I spent most of the last week travelling to or attending two regional meetings: SPP’s CIP Workshop in Little Rock and WECC’s Low Impact Workshop in Salt Lake City. Both meetings were very well run and quite informative. Below are some high points I took away from the SPP meeting. My next post will do the same for the WECC meeting.
Before I start that, I want to point out that you can find all of the presentations from the SPP meeting here. They are all in one big file, but it downloads pretty quickly. There will also be videos of the presentations; you will be able to find them here. The WECC presentations are here.
While all of the presentations at SPP were good, I got the most out of Scott Mix’s presentation on how NERC will audit for compliance with the Low impact requirements. I had seen him do this presentation at RF’s CIP workshop in April, but there were a lot of points he made at SPP that I didn’t remember from then (of course, it’s possible he had made some changes. I highly recommend watching the video when it’s available).
Scott first addressed the question whether a list of Low impact BES Cyber Systems is actually required, even though the requirements practically do back flips to say it isn’t. This is a huge issue (it was at the WECC workshop as well). I think Scott did a very good job of addressing this, and rather than try to summarize what he said, I’ll just refer you to his discussion starting on slide 4.
One of the main points of Scott’s presentation was that, when it comes to Low impact assets, the idea of randomly sampling them to decide what to audit goes out the window. Since Low impact assets vary widely in terms of their impact on the BES, the focus of Low impact audits will always be on the most important assets. One example of this has to do with 1500+MW plants that are called out in criterion 2.1. If the entity is claiming a plant is segmented so that there are no Medium impact BES Cyber Systems, that plant will definitely be visited during the audit. In a similar vein, Scott pointed out that a substation that has multiple lines but doesn’t meet criterion 2.5 will “get more attention” than one with just a single line.

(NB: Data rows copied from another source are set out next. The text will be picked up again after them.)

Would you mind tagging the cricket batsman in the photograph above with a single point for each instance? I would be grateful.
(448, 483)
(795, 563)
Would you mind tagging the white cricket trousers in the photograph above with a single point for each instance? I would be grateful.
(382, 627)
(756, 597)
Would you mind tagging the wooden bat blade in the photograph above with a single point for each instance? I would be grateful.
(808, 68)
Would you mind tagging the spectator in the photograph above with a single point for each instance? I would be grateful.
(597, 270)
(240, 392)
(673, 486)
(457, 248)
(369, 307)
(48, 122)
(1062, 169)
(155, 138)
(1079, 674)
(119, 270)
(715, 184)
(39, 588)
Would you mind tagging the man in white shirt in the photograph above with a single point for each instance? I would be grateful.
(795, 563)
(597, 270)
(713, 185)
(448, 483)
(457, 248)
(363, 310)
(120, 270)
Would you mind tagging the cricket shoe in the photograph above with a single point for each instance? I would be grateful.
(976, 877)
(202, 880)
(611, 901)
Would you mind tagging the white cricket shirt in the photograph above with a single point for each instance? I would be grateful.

He discussed three areas where both Lows and Mediums have requirements (starting on slide 39). For incident response plans and awareness programs, Scott suggested it’s probably a lot easier for entities that have both Medium and Low impact assets to just use the Medium procedures. That way, people who aren’t working with CIP day-to-day can just refer to a single procedure, rather than have to figure out whether an asset is Medium or Low impact. He also mentioned that “configuration and management” procedures may be similar for LEAPS (Low impact Electronic Access Points) as for EACMS containing EAPs (of course, EACMS and EAP only come into play for Mediums. An EAP is an interface, which is part of an EACMS).
While the remaining presentations were all good[i] (although I had to miss the half-day session on Wednesday to get to Salt Lake City for the WECC meeting), I want to call your attention to the last presentation of the day by Robert Vaughn and Shon Austin, who are both SPP auditors (starting on slide 242). It is titled “Observations from our CIP V5 Outreach Visits”, and it’s based on a set of visits they evidently did to SPP entities to review their preparedness for v5 compliance.
I’ll let you read their slides (and see the video when it’s available), but I’ll say now that their presentation seems to raise some serious questions about how prepared NERC entities will really be for CIP v5 on July 1 (although, since I wasn’t there for the presentation, I’ll admit it’s possible that their spoken words may mitigate what seems to be the purport of their slides – I’m looking forward to the video!). It looks like I may have to revise my April Fool’s Day post.
The views and opinions expressed here are my own and don’t necessarily represent the views or opinions of Deloitte Advisory.
[i] Kevin Perry of SPP gave a presentation (starting on slide 225) entitled “Could CIP Standards have Prevented the Ukraine Attack?” I missed that, but I will definitely watch the video when it’s available.